The biochips were working fine, thank god. Lela almost felt as if she were Koku. She felt her teeth stripping the outer layer of the celery stalks and tasted the sweet pulp of their softer centers. She felt the solidity of the ground on which the gorilla sat. She looked up and peered around the forest greenery. She sniffed the air again and grunted with satisfaction; no humans in the area.
Can Koku sense me?
Lela wondered. Can I make him get up and move even when he doesn’t want to? Sooner or later I must. I’ve got to introduce him to the females the university released in his territory. And then leave him.
The thought saddened her. It would be like leaving a part of herself behind, forever in the forest. But that was her mission, the task she had knowingly accepted: to help this young gorilla become the founder of a family. As a mother must rear its child for the inevitable day when it will leave and establish its own home.
In the midst of her ruminations she heard the faint rattle of metal upon metal, like a hunter’s rifle barrel tapping against the buckle of a strap.
Lela froze, every sense alert. There should be no other humans in this area. It could only be the poachers. Instead of waiting to trap Koku, they were looking for her.
CHAPTER 11
NEITHER Jo nor Ilona Lucacs seemed to notice that every traffic light between the hospital and the airport turned green as the Vanguard limousine approached it. They sped along the crowded Moscow avenues without stopping once. Rozmenko and the two police officers followed them in an unmarked sedan.
The effort made Stoner perspire slightly, in the air-conditioned rear seat of the limousine. He smiled inwardly to his star brother. Did you know that sharks also can detect electromagnetic fields? Yes, the alien presence replied. I know whatever you know.
You know a great deal more than I know, Stoner replied silently. But I’m learning.
His star brother said nothing, although Stoner could sense a quiet satisfaction.
Jo and Dr.

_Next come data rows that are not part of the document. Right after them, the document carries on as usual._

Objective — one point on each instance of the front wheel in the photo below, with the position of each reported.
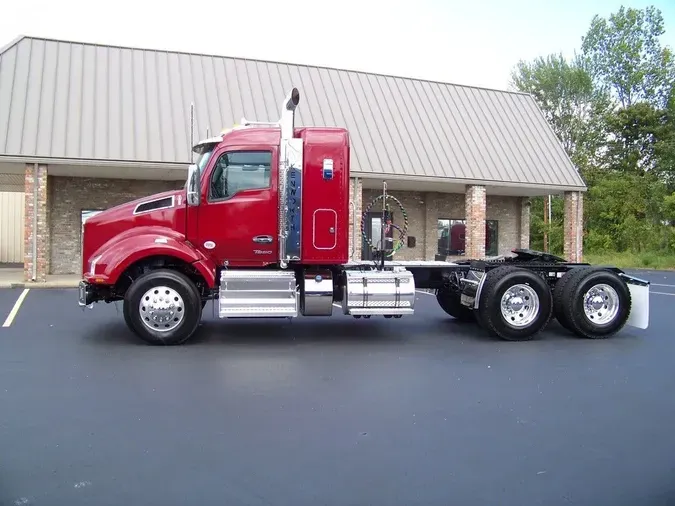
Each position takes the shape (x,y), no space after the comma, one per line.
(515,304)
(163,307)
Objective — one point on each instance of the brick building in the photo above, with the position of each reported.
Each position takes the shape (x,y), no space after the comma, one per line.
(84,127)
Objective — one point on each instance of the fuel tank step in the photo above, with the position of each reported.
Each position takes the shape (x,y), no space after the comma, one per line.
(388,293)
(257,294)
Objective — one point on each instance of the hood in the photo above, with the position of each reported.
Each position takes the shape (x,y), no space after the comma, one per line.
(157,201)
(164,210)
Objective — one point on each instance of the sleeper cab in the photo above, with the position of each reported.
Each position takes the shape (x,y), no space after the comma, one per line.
(325,196)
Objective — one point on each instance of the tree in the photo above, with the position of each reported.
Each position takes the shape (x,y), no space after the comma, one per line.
(567,97)
(624,56)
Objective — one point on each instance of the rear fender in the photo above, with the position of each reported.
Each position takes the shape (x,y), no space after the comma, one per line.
(113,258)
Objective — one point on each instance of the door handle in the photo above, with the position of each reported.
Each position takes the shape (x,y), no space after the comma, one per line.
(263,239)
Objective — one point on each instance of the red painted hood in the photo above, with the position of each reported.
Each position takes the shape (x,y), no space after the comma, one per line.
(162,210)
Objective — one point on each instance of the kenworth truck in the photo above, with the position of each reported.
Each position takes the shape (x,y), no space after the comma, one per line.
(261,228)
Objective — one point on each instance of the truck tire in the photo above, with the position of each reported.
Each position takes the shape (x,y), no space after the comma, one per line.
(163,307)
(450,303)
(515,304)
(594,303)
(559,301)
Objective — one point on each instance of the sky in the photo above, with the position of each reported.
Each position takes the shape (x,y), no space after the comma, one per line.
(471,42)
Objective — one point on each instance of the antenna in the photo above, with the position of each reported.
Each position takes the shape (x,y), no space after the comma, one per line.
(192,130)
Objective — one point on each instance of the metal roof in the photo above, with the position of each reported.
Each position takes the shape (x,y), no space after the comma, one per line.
(71,100)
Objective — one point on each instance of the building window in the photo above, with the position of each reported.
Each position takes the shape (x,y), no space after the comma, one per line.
(452,237)
(239,171)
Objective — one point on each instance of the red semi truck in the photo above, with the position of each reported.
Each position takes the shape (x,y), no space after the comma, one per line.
(262,229)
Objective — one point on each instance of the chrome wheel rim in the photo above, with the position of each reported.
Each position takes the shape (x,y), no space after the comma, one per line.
(601,304)
(162,309)
(520,305)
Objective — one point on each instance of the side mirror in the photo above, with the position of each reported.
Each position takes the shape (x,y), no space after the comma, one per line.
(193,190)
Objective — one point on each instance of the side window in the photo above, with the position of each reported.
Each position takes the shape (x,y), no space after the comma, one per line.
(240,170)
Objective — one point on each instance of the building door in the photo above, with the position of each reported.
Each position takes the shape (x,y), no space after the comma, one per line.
(373,231)
(11,227)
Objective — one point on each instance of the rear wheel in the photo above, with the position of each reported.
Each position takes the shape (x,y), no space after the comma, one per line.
(450,303)
(515,304)
(163,307)
(594,303)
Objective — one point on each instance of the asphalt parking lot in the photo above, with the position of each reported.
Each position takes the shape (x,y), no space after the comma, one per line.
(421,410)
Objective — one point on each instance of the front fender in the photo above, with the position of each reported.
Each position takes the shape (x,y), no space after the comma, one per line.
(113,258)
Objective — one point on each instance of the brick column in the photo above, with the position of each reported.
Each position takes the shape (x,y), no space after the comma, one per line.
(476,203)
(525,222)
(355,210)
(35,223)
(574,219)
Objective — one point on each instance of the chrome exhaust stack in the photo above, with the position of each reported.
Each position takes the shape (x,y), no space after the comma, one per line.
(290,183)
(287,120)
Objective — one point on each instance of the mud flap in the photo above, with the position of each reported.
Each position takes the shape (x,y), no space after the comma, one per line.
(639,292)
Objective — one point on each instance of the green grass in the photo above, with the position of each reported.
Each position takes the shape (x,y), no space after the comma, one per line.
(649,260)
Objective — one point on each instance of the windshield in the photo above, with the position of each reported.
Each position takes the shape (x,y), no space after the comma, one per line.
(204,156)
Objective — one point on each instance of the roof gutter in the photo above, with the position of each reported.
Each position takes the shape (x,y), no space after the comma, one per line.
(364,175)
(481,182)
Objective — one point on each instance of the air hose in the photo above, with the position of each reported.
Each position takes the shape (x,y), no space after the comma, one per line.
(402,231)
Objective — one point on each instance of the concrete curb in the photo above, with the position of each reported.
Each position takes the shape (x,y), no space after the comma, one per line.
(45,285)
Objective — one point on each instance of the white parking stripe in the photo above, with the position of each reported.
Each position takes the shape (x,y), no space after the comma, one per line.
(15,309)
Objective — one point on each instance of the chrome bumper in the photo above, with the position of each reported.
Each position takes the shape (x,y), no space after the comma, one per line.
(85,294)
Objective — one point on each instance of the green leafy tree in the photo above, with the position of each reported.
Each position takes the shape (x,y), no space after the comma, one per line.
(625,56)
(566,95)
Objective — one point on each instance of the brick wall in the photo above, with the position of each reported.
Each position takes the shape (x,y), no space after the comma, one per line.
(414,204)
(573,249)
(440,206)
(426,208)
(506,210)
(68,196)
(41,232)
(475,221)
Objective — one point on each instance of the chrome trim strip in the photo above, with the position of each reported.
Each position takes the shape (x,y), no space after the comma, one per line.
(173,203)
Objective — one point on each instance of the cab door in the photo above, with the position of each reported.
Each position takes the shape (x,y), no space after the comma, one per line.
(238,219)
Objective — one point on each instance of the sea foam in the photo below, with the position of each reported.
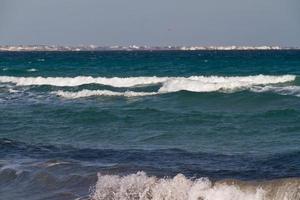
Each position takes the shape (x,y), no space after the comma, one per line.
(257,83)
(139,186)
(88,93)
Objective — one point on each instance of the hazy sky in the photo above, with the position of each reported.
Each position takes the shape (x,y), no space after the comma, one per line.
(150,22)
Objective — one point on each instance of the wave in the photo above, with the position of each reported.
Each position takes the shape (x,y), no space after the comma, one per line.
(258,83)
(88,93)
(283,90)
(139,186)
(82,80)
(192,83)
(31,70)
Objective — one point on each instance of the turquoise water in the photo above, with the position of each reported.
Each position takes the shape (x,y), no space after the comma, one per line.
(219,114)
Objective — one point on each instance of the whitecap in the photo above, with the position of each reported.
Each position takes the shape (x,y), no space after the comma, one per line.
(139,186)
(89,93)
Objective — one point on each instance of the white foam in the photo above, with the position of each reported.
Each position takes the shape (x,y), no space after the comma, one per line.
(193,83)
(258,83)
(283,90)
(82,80)
(88,93)
(217,83)
(142,187)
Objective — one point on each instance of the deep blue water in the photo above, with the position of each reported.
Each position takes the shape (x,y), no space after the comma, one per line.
(241,120)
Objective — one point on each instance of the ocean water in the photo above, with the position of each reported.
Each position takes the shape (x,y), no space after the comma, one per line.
(172,125)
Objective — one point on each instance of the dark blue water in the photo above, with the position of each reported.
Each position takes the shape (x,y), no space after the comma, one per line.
(64,116)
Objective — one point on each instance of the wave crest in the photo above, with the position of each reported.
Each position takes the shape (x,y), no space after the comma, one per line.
(139,186)
(88,93)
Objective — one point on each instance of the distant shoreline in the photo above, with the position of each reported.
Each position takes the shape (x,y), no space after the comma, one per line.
(30,48)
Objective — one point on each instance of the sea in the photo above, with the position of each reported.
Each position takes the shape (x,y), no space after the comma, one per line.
(150,125)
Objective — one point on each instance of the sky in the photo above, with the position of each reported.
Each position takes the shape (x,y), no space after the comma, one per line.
(150,22)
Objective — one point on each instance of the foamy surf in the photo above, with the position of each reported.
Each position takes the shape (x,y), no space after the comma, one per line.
(258,83)
(139,186)
(88,93)
(193,83)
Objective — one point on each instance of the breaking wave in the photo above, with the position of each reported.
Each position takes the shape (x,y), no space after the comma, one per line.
(88,93)
(258,83)
(139,186)
(192,83)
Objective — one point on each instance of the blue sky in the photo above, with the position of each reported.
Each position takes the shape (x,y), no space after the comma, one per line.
(150,22)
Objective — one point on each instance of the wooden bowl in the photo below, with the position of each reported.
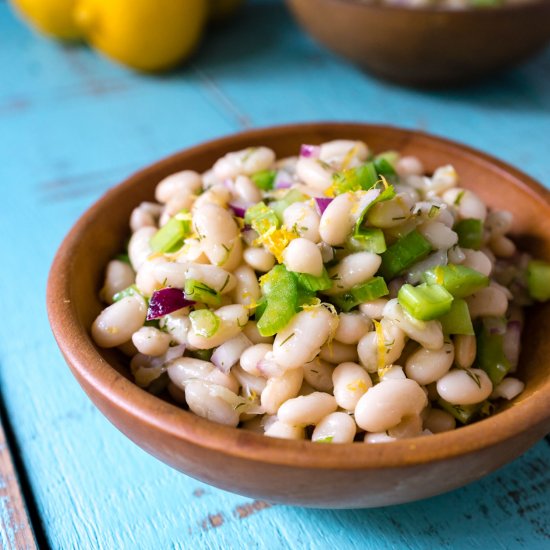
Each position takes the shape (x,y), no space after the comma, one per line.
(301,472)
(429,46)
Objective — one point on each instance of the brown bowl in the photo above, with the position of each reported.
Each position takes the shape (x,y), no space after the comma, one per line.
(427,46)
(301,472)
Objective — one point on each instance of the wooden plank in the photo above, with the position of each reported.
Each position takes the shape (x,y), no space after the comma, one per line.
(15,527)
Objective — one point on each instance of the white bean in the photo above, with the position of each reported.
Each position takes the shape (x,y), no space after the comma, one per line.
(468,204)
(455,255)
(318,374)
(301,340)
(352,327)
(314,173)
(465,350)
(185,182)
(138,247)
(393,372)
(257,159)
(443,179)
(218,195)
(336,352)
(386,405)
(487,302)
(374,309)
(278,390)
(438,421)
(336,427)
(498,223)
(250,330)
(508,389)
(284,431)
(247,290)
(303,256)
(351,382)
(353,270)
(177,324)
(464,386)
(426,366)
(247,190)
(438,235)
(205,403)
(341,215)
(140,217)
(337,220)
(409,166)
(394,342)
(185,369)
(116,323)
(146,278)
(178,203)
(503,247)
(259,259)
(151,341)
(220,233)
(475,259)
(253,356)
(410,426)
(304,218)
(305,410)
(232,320)
(380,437)
(118,276)
(343,150)
(251,385)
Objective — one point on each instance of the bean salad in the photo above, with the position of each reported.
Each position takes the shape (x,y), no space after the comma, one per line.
(337,295)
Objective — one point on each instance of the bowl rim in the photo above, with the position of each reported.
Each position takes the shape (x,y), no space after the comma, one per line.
(439,10)
(94,373)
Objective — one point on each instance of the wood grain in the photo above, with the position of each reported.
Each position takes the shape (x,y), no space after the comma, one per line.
(15,528)
(92,487)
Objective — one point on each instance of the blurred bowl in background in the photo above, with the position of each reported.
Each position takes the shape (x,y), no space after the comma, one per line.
(427,46)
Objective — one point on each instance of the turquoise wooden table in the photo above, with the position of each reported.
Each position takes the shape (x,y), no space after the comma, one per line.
(71,125)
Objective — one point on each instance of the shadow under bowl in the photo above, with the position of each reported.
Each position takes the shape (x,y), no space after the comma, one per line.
(301,472)
(427,46)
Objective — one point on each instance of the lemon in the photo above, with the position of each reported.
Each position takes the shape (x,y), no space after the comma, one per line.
(52,17)
(221,9)
(144,34)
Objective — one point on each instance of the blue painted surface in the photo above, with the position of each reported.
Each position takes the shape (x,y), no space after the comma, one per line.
(71,125)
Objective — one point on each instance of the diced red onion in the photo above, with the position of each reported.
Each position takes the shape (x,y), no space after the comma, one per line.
(511,343)
(166,301)
(310,151)
(239,209)
(322,204)
(230,352)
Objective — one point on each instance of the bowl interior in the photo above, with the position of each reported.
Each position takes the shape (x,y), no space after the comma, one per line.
(435,46)
(78,271)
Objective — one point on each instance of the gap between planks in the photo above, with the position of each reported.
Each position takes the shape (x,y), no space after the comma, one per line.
(16,532)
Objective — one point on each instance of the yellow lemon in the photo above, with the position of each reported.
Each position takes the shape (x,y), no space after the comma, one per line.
(144,34)
(221,9)
(52,17)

Lucacs hardly exchanged five words through the ride to the airport. Stoner had decided to manipulate the traffic signals to get the trip over with before Jo’s steaming temper got the upper hand over her good sense.
Jo was staring at the TV screen, not really seeing it but fixing her eyes on it so that she did not have to look at the younger woman. Stoner saw that a Moscow ballet rehearsal was being shown: dancers in sweat-stained leotards lifting, pirouetting, leaping across a bare stage to the faint accompaniment of a solitary piano.